Feature Engineering

# Feature Engineering
### K Arnold

---

## Feedback

* Coding together
* Motivating: lab, hw, visualizations, applications
* Connecting with me (and, sometimes, connecting with others)

(Oops, accidentally asked these questions twice!)
]

* Structure in class
* Lots of different things to do. So:
  * Check-in quizzes open at beginning of class. Will leave 1 min at end to fill out.
  * Flexible teamwork: each cohort will get 5 repos. Split up as you desire.
  * Goal: no required teamwork outside of class time
* Support outside of class
  * Many students have reached out on Teams at all hours.
  * Feedback / grading
]

---

## Logistics

* Project: finish next week
  * Delve into the *data*: source? assumptions?
  * Delve into the vis *design*: which retinal variables chosen for which data variables, and why?
* Midterm Quiz: Quiz 8 open for a week, similar structure to Quiz 7
* Review sessions on Teams: ask about any past assignment!

Plan:

* Mon: decision tree regression
* Wed: decision tree classification
* Fri: lab about **overfitting**

---

## General Hints

* Visualization:
  * What *glyph* represents each *observation*? 
  * What *attributes*/aesthetics does that glyph have? (x, y, width, color, ...)
  * What *controls* each aesthetic? ("each party has a *y* position", ...)
* Wrangling
  * What does the *input* look like? (Translate the first row into a data sentence in English.)
  * What does the *output* need to look like? (Again, write a sentence.)
  * What *sequence of steps* needs to happen? (e.g., `filter-group_by-summarize-arrange`)
* Modeling
  * What *quantity* are you trying to predict?
  * What *error measure* will tell you the prediction is good / bad?
  * What *features* can help you make that prediction?

---

## Q&A

> Why don't we just use `lm(y ~ x)` like other stats classes?
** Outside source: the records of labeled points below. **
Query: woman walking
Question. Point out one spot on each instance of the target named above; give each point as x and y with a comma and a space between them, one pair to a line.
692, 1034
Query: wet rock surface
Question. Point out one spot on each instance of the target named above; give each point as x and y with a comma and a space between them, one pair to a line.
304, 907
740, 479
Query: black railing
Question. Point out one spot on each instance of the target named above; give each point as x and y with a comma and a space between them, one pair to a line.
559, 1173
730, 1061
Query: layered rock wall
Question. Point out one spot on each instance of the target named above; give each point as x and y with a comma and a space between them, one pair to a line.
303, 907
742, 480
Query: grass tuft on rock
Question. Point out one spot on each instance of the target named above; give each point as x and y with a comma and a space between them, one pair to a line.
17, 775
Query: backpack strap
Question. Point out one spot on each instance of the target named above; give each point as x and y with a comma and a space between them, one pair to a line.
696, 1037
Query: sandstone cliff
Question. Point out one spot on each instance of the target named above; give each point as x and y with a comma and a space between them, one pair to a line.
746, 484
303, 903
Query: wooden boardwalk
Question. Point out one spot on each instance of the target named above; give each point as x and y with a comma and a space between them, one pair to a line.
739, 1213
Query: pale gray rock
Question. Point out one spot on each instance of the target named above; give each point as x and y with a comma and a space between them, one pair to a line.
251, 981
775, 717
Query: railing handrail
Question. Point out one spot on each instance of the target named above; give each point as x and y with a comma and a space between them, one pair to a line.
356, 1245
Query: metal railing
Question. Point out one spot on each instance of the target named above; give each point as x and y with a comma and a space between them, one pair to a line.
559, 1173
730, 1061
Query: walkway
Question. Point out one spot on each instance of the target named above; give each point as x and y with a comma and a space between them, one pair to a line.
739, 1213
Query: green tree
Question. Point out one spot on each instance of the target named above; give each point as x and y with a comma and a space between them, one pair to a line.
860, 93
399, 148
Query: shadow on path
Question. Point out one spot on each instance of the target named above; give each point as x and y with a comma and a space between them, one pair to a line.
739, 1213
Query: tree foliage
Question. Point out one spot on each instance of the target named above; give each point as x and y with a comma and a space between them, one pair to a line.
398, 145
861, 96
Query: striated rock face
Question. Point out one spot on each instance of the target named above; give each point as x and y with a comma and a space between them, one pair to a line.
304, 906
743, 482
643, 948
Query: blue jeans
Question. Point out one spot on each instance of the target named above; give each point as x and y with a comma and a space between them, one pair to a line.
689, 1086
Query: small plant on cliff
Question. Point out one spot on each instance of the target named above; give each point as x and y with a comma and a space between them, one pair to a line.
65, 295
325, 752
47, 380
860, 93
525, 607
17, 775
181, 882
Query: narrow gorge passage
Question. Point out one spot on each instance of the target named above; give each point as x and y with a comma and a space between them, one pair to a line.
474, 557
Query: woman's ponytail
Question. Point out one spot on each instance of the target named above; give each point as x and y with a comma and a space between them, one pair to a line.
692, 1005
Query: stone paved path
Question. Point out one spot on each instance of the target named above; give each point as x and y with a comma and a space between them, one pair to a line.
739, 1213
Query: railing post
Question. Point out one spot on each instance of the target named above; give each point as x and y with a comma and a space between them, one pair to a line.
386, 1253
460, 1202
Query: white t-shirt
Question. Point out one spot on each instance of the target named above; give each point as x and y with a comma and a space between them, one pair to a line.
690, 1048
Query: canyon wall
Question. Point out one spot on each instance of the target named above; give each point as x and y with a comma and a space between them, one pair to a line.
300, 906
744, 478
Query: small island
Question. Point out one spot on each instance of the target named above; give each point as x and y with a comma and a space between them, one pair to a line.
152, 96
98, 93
* We'll be using many other kinds of models; we're starting with linear models because many people have seen them before.
* `tidymodels` gives a unified interface to lots of different models
* Formulas support some kinds of feature engineering (e.g., `y ~ x1 * x2`) but limited.

> Can we use categorical (nominal) variables in predictive models?

Yes, we'll do that today!

> Can we see that dashboard?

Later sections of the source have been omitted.